Şiirin Bizi Bırakması



Yaklaşık 10 yıl şiir yazdım.  Yazdığımdan çok okudum. (Selçuk Altun’un kulakları çınlasın.) Yıllar içinde ‘görgüm’ arttıkça, şiirimi değiştirme ihtiyacı hissettim –bu olağan. Bir tek şey eksikti, en değerlisi: sesim. Sesimi duyamıyordum yazdıklarımda. Belki de çok okuduğum için oldu bu. (Bu noktada, bu kez de Ülkü Tamer’in kulaklarını çınlatma zamanı! Aynı sebepten ötürü Yusuf Atılgan’a sitem etmişti, “az oku da yaz biraz!”) İyi bir şiiri tanıyordum, bununla övünüyordum, ama bu yazdıklarım [tamamen] benim miydi, ben miydim? Yazdığım her şiirde ruhum biraz daha inciniyordu. İncindikçe inceliyordu ve ben, tanıdığım ben olamadığım için, biten her şiirde biraz daha muzaffer olması gereken ben, tükeniyordum, bu ağırlığın altında eziliyordum… Uzatmiycam,  hayalini kurduğum şiir kitabını çıkaramadım. Buna yönelik herhangi bir girişimde bulunduğum da söylenemez ya neyse. Yılgınlığımda, adı-sanı belli kimi edebiyat dergisi editörlerinden beklediğim dönüşleri alamayışımın da büyük ölçüde bir etkisi olabilir. Öyle hattâ. Falan filan ya, boşverelim. Dünyada, ama en çok da Türkiye’de bir kişinin daha şiiri bırakmış olması, olsa olsa kutlanacak bir şeydir. (Ben ölünce bir grup manyak çıksın ve müridim olsunlar, şiiri bıraktığımı ilân ettiğim şu mübarek 7 Ocak gecesini sevdiğim şairleri okuyarak kutlasınlar, ha, olmaz mı?)

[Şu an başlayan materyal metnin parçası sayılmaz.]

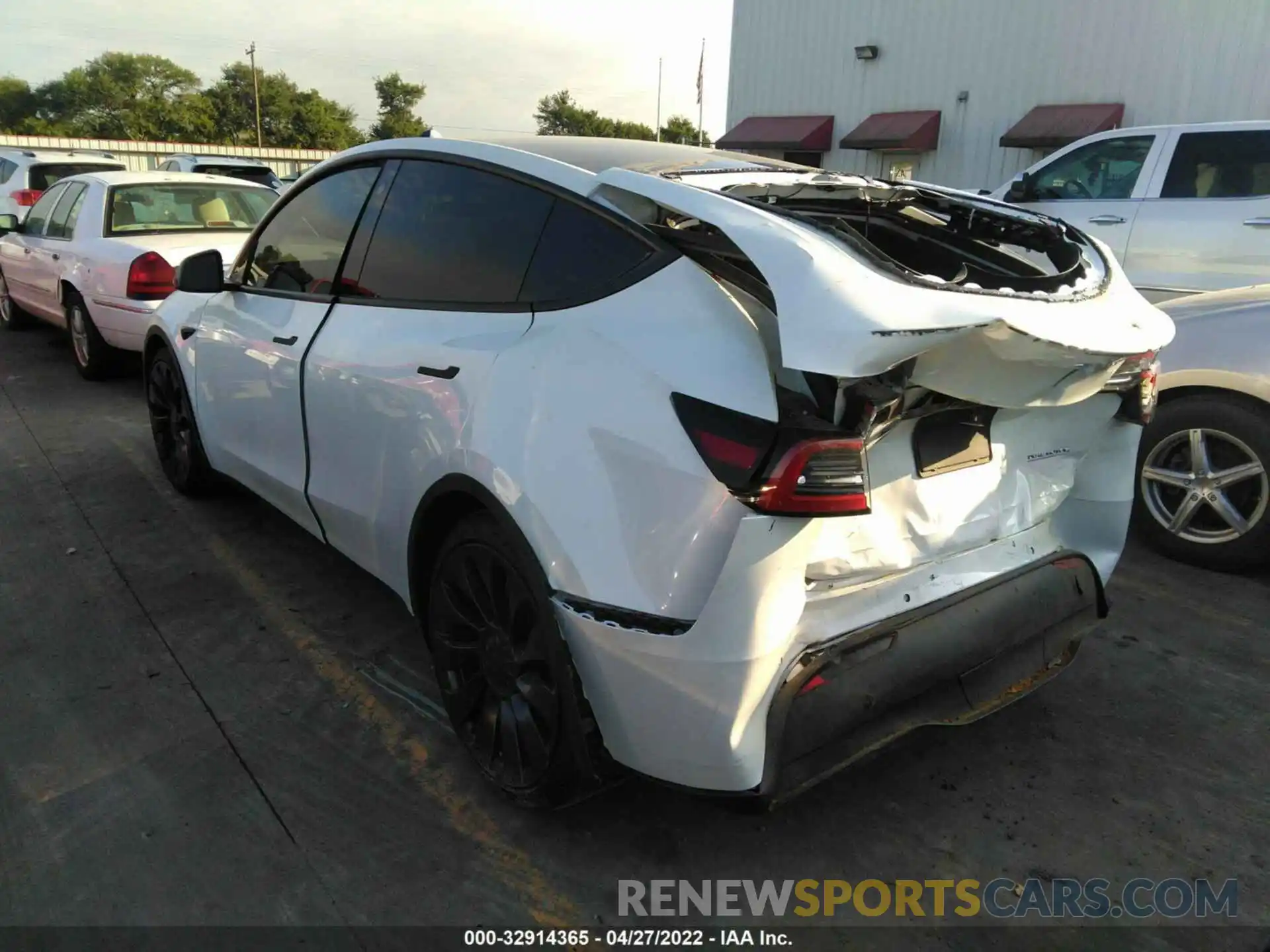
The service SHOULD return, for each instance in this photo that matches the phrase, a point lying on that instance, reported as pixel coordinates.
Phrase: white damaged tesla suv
(716, 469)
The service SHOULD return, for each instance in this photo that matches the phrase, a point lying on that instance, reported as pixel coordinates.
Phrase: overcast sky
(486, 63)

Unutmadan; kitap ‘çıkabilseydi’, Paul Verlaine’in şu dizeleriyle açılıp,

"İşte yapayalnızım ürkek ve yapayalnız,
Umutsuz, garip bir öksüz misali ablasız,
Daha çok üşüyorum ak saçlı bir adamdan."

şu dizeleriyle kapanacaktı:

"Bırak biraz dinlensin bu alevli arzular.
En doyumsuz anında bile sevdanın, ey yar
Kadın bizi ablaca terkedebilmelidir."

Ablasız doğdum, ablasız büyüdüm. Ne Çin ne de başka bir yerde bir ablam olmadığını biliyorum. Ne yazdımsa, hep bir ablasızlık ağrısıyla yazdım. Hep onu, bir yokluğu düşünerek yazdım. Adsız sansız, üstüne üstlük ablasız bir Milât vardı dersiniz. Adı şiire başlayışının bir hediyesi olarak verilmiş ve şiirin onu bırakmasıyla geri alınmış olan doğmamış bir şair.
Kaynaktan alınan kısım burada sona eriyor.